Nanotech to the (Medical) Rescue: Anti-bacterial Coating for Textiles Poised to Save Lives

Prof. Aharon Gedanken pioneered the field of sonochemistry – a discipline in which chemicalreactions are accelerated through the application of ultrasonic sound waves. 

In one of his most recent achievements, he has created a sonochemistry-based coating method for textiles which may significantly improve human health.

“Two to four million people die in hospitals every year from bacterial infections,” Gedanken says. “The solution is to make all the textiles used by hospitals – from bed sheets to pajamas to curtains between the beds – resistant to bacteria.  This will reduce infection rates, and save lives.”

For the past four years, Gedanken has been the director of an EU research consortium charged with finding the best method for coating rolls of textiles with anti-bacterial nanoparticles.  The method devised by Gedanken – who had already designed nanoparticle coating methods for plastic, metal and paper – showed outstanding anti-bacterial functionality.

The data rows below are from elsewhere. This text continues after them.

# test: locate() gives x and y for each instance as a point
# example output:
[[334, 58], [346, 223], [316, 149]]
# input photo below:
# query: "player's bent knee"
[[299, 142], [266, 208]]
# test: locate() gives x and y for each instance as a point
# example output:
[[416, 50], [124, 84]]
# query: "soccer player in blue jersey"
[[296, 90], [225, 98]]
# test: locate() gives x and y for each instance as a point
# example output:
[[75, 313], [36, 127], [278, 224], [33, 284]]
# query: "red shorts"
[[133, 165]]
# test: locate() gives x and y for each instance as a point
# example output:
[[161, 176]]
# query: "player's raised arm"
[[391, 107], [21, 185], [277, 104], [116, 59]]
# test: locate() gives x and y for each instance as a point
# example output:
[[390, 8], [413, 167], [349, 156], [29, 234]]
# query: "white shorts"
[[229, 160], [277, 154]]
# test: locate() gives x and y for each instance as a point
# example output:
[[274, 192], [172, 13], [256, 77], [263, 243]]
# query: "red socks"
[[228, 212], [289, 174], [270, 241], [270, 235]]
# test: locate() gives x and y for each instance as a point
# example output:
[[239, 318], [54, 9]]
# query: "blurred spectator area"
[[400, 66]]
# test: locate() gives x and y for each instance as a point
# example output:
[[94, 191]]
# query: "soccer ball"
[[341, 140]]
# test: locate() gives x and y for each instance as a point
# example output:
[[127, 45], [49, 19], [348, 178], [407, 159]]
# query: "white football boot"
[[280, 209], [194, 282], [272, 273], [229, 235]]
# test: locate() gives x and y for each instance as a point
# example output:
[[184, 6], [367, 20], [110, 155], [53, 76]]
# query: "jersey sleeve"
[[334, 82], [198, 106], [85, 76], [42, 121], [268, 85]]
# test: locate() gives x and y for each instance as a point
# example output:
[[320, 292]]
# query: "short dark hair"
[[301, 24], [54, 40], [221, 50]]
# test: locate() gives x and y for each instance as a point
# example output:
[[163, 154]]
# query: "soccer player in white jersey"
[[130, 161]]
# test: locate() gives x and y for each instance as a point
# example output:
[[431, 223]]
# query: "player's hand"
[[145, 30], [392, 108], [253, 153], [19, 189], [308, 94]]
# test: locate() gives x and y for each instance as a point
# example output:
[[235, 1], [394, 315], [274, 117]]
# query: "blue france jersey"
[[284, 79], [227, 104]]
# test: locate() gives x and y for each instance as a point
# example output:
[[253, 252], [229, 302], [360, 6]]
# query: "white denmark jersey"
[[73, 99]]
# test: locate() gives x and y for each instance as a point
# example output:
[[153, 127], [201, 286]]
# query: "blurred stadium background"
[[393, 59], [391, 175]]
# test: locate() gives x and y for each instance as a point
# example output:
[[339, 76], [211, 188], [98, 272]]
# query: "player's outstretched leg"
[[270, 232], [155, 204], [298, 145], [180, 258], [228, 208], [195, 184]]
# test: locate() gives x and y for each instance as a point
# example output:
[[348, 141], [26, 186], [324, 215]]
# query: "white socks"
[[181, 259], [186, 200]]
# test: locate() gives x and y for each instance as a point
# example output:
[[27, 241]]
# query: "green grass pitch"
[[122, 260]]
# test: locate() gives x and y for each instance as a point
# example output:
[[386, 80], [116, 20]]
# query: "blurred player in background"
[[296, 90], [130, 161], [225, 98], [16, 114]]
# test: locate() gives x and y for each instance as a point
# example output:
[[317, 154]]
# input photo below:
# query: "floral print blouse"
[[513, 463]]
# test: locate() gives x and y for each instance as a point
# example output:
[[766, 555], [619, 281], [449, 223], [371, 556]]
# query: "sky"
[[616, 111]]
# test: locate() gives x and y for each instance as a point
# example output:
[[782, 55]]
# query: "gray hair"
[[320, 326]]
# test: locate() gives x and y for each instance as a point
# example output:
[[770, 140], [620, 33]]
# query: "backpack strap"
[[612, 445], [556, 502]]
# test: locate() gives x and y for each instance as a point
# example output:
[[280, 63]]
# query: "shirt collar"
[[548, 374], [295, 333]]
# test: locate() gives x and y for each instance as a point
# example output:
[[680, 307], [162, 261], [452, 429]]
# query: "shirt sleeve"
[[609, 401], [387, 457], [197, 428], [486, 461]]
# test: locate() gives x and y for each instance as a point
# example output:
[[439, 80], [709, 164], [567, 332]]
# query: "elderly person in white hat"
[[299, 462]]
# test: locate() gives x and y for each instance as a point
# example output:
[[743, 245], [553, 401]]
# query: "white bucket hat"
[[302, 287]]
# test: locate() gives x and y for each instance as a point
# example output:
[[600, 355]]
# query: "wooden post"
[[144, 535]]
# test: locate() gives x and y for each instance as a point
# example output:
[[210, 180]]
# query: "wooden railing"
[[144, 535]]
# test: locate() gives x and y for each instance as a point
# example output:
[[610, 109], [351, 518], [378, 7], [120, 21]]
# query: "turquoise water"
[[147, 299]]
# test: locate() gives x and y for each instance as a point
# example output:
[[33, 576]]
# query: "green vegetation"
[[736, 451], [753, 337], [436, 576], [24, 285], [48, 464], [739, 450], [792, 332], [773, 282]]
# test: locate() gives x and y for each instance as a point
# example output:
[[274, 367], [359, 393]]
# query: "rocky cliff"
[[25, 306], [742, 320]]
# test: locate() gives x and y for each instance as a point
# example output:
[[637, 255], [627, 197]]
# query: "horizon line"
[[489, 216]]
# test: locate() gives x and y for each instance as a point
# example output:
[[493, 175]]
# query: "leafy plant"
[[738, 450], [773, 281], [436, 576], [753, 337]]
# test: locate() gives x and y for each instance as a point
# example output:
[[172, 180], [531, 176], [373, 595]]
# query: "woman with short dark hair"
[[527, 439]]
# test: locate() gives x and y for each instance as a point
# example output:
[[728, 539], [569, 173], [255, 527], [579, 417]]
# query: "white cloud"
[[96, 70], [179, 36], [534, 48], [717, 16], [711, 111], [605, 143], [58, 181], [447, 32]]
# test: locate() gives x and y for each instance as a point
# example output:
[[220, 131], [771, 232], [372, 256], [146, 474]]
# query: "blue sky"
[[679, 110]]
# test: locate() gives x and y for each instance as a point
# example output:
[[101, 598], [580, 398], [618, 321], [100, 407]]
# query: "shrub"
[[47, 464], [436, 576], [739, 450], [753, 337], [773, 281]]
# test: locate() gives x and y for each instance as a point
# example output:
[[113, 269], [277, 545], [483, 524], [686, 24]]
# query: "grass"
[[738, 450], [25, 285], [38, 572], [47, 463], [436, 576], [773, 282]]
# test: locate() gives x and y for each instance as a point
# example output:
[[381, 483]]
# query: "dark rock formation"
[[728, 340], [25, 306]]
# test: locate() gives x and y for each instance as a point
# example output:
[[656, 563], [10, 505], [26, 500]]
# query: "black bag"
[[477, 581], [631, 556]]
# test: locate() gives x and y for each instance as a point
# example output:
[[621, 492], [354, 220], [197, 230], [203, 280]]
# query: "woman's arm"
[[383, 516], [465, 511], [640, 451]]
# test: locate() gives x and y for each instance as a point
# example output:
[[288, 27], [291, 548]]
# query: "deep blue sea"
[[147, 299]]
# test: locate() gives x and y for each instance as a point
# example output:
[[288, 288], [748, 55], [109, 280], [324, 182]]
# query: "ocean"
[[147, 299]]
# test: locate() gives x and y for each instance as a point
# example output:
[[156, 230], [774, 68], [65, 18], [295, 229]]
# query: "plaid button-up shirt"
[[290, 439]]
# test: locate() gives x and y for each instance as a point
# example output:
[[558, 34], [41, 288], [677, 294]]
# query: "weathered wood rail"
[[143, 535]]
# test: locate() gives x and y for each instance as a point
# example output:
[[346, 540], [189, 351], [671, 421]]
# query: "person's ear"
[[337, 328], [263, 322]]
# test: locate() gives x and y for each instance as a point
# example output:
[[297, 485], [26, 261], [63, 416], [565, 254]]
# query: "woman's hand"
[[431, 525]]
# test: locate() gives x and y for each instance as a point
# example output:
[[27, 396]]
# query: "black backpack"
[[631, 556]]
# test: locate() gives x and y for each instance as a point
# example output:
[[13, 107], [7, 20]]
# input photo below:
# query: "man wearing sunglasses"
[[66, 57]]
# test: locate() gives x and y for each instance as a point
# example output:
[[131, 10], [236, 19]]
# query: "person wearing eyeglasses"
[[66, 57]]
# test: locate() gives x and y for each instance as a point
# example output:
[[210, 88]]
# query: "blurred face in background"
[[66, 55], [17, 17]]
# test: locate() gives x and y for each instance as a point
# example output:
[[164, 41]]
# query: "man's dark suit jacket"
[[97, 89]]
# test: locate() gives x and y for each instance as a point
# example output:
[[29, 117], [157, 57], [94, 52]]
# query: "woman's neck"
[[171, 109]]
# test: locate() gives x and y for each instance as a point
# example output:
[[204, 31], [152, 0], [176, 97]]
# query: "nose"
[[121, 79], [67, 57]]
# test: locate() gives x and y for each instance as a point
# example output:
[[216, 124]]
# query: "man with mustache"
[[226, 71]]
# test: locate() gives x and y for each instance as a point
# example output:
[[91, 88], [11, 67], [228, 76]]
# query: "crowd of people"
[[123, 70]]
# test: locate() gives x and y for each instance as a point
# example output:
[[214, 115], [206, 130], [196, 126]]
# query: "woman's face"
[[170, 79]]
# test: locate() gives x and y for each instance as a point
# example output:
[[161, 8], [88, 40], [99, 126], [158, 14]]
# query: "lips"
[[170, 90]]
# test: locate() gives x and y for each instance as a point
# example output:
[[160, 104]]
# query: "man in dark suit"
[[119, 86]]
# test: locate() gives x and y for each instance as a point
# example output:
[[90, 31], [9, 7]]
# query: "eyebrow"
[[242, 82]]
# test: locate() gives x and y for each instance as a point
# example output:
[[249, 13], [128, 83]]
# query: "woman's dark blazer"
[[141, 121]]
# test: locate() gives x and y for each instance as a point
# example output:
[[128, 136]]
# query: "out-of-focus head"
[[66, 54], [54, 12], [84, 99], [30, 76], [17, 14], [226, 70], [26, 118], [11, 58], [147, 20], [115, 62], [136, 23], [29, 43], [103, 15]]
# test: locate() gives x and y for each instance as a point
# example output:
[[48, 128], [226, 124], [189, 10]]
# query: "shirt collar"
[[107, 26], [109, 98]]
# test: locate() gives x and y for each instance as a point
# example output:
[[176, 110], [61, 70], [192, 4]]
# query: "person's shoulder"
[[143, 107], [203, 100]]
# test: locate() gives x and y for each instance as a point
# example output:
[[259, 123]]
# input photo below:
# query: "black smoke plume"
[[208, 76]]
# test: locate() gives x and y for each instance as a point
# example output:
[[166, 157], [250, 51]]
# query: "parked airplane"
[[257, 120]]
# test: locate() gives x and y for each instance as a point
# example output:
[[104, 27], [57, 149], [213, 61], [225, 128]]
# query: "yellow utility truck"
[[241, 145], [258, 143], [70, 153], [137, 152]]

“We coated 4,000 meters of fabric, which was used to create sheets, pajamas and other hospital items for 22 patients in a hospital in Bulgaria,” he says.  “A control group of 17 hospital patients who used normal hospital linens was also tracked.  Twice-daily swabs to test bacterial levels showed that the patients surrounded with the treated fabrics had a significantly lower level of exposure and contamination.”

Another advantage of the method is its stability. The coated textiles were washed by Gedanken’s scientific colleagues in Romania 65 times in temperatures between 75 and 92 degrees centigrade ­– over twice as hot as water used in home washing machines. Then, separate research groups in England and Spain conducted imaging of the washed textiles, revealing that the nanoparticles remained firmly attached and fully functional.

Gedanken’s textile technology has now been licensed to two companies.  The first, in Mexico, will be creating machines for manufacturing NP-treated textiles for sale in the North American market.  A second company, in Israel, plans to do the same for the rest of the world, after first conducting a local study at Tel Aviv’s Ichilov hospital.